Ok

En poursuivant votre navigation sur ce site, vous acceptez l'utilisation de cookies. Ces derniers assurent le bon fonctionnement de nos services. En savoir plus.

31/12/2009

Jean-Paul ESCANDE, professeur de médecine, dermatologue, ... mais pas seulement !

Jean-Paul ESCANDE, professeur agrégé, médecin des hôpitaux, membre de la Société française de dermatologie et de la Société médicale des hôpitaux de Paris, était l'invité de la Fédération Femmes 3000 lors du Café de Flore du 6 octobre 2009, soirée animée par Christiane DEGRAIN.

Nous publions ci-dessous le compte-rendu de son intervention rédigé par Monique RAIKOVIC, adhérente de Femmes 3000.

_____________________________

 

jpesc.gifDans le département de la Corrèze, à Brive-la-Gaillarde très exactement, naissait en 1939, au foyer de Monsieur et de Madame Escande, commerçants, un petit garçon prénommé Jean-Paul. Puis, Monsieur Escande partait à la guerre, était fait prisonnier par les Allemands et le petit Jean-Paul grandissait entre sa grand-mère, sa mère et ses sœurs. Cet environnement exclusivement féminin a-t-il rendu attentif au sort de la femme, dans nos sociétés industrialisées, celui qui deviendra plus tard le Pr Jean-Paul Escande, Médecin des Hôpitaux ?  A cette question de Femmes 3000, Jean-Paul Escande répond : « Peut-être», avant de préciser : «  En fait, je ne suis certain que d'une chose : dans ma vie professionnelle, jamais je n'ai établi de discrimination, entre mes collaborateurs, en fonction du genre. Jamais cela ne m'est venu à l'esprit ! »

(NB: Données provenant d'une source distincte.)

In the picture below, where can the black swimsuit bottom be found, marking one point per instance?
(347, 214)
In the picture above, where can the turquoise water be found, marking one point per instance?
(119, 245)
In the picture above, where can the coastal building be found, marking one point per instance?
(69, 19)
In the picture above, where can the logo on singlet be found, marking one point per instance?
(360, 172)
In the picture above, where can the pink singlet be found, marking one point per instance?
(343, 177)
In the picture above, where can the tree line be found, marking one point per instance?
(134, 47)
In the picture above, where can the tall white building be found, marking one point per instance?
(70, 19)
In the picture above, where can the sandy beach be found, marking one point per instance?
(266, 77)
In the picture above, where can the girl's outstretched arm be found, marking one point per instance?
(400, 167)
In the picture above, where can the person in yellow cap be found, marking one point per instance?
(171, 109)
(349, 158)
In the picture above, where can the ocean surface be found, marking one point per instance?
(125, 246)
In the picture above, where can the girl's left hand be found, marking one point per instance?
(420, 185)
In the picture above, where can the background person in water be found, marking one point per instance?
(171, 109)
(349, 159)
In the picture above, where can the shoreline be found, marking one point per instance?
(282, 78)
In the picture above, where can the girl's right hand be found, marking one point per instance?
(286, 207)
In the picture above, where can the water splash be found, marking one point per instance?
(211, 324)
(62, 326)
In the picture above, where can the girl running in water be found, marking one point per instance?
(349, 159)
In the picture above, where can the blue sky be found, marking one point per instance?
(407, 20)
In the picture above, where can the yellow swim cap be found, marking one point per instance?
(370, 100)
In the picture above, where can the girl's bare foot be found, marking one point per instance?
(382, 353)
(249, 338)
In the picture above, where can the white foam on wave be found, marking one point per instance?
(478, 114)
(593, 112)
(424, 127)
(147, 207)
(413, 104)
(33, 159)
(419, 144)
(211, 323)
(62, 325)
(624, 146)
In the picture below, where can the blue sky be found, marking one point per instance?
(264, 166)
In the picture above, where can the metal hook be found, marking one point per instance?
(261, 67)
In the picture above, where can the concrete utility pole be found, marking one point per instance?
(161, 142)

Bachelier à 16 ans, professeur de Médecine et diplômé d'Immunologie à 35 ans

La paix retrouvée, le goût d'entreprendre a réinvesti le foyer Escande reconstitué autour du père de retour de captivité. Tandis que le négoce  paternel passait de quatorze employés à six-cent-cinquante quelques années plus tard, tandis que le cousin Henri Jobert, qui faisait de la confiture de châtaigne dans sa cuisine, lançait la société Andros, le jeune Jean-Paul, bachelier à 16 ans, décidait de poursuivre des études de médecine, à la satisfaction de son oncle médecin généraliste et de son oncle pharmacien. Ainsi, en 1957, âgé de 17 ans, ambitieux et déterminé autant qu'intelligent, soutenu par toute une famille en pleine ascension sociale, Jean-Paul Escande venait s'installer à Paris auprès d'une de ses soeurs.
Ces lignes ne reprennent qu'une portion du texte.